Developer Michael O’Flynn has gone all the way to the Supreme Court in his continuing battle against the personal insolvency agreement (PIA) of former business partner, John O’Driscoll.
Mr O'Flynn is appealing a High Court ruling last summer preventing him from objecting to the PIA made in favour of his neighbour, Mr O’Driscoll, from Ovens, Co Cork.
The appeal, which was heard over a day at the Four Courts, centred on the interpretation of the 2012 Personal Insolvency Act, the meaning of the word creditor, and Mr O’Flynn’s entitlement to raise an objection. The court’s decision will have ramifications for all future cases.
Mr O’Flynn’s side contended the appeal raises issues of great significance to every creditor in every single insolvency application and affects the position of creditors in objections under sections of the Act.
It said the appeal mandates an analysis of rights of creditors to object whether they proved their debt or not.
The five-judge court, presided over by the Chief Justice, Mr Justice Donal O’Donnell, reserved its decision after hearing legal submissions.
Mr O’Flynn claims Mr O’Driscoll allegedly owes him over €750,000 and was allegedly not insolvent when Mr O'Driscoll sought and was granted a PIA by the courts.
Mr O’Flynn claims he advanced a loan to a pub business Mr O’Driscoll was involved in, and, as a result, it is claimed that Mr O’Driscoll became a signatory to a €2.2 million loan guarantee in favour of the developer and the two became shareholders in the business.
Mr O’Driscoll rejects the claim that he was not insolvent.
Appeals
Last July, upholding a decision previously made by the Circuit Court, the High Court ruled that Mr O’Flynn had no right to be heard in relation to the O’Driscoll PIA.
Mr Justice Alexander Owens agreed that Mr O’Flynn lacked the locus standi to be heard because, despite being invited by Mr O’Driscoll’s Personal Insolvency Practitioner to file a proof of debt, he did not do so.
The judge said the 2012 Personal Insolvency Act was quite clear and participation in the creditor process depends on proof of debt. The developer then applied to the Supreme Court which agreed to hear the appeal because it raised a matter of general public importance.
Mr O’Flynn’s counsel, Martin Hayden SC with Keith Farry BL, told the court on Thursday Mr O’Flynn was still a creditor as he had not gone through a process.
He said in the PIA, Mr O’Flynn was there “with debt not proven €1” opposite his name.
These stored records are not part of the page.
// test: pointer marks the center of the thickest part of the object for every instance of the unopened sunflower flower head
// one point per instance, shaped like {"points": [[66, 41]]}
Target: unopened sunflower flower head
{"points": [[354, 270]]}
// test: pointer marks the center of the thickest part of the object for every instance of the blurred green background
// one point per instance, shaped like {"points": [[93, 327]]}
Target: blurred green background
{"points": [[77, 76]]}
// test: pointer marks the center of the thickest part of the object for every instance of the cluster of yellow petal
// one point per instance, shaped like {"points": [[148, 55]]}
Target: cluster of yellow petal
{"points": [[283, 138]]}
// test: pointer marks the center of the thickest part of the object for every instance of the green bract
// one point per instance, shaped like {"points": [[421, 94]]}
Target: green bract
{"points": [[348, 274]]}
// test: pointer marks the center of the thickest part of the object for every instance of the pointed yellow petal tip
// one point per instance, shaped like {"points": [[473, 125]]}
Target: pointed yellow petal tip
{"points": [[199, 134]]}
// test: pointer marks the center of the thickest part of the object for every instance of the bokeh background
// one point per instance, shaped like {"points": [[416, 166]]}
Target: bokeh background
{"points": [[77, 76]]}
It was marked as a contingent liability.
Counsel said his side would claim that Mr O’Driscoll was not insolvent at the time.
Bernard Dunleavy SC, for Alan McGee, O’Driscoll’s personal insolvency practitioner (PIP), with barrister Keith Rooney, instructed by Carley and Associates, submitted that the Insolvency Act is a map for the PIP and “there are different forks in the road”.
“Mr O’Flynn decided not to participate in the process,” counsel said.
Asked by a judge if he accepted that a creditor was somebody affected by the process, Counsel said he would accept that.
Asked what would happen if the Supreme Court appeal was successful, Mr Dunleavy said it would expose the personal insolvency arrangement, which the court heard had been approved last year, “to be unravelled” and it would have to go back to the Circuit Court for further hearing.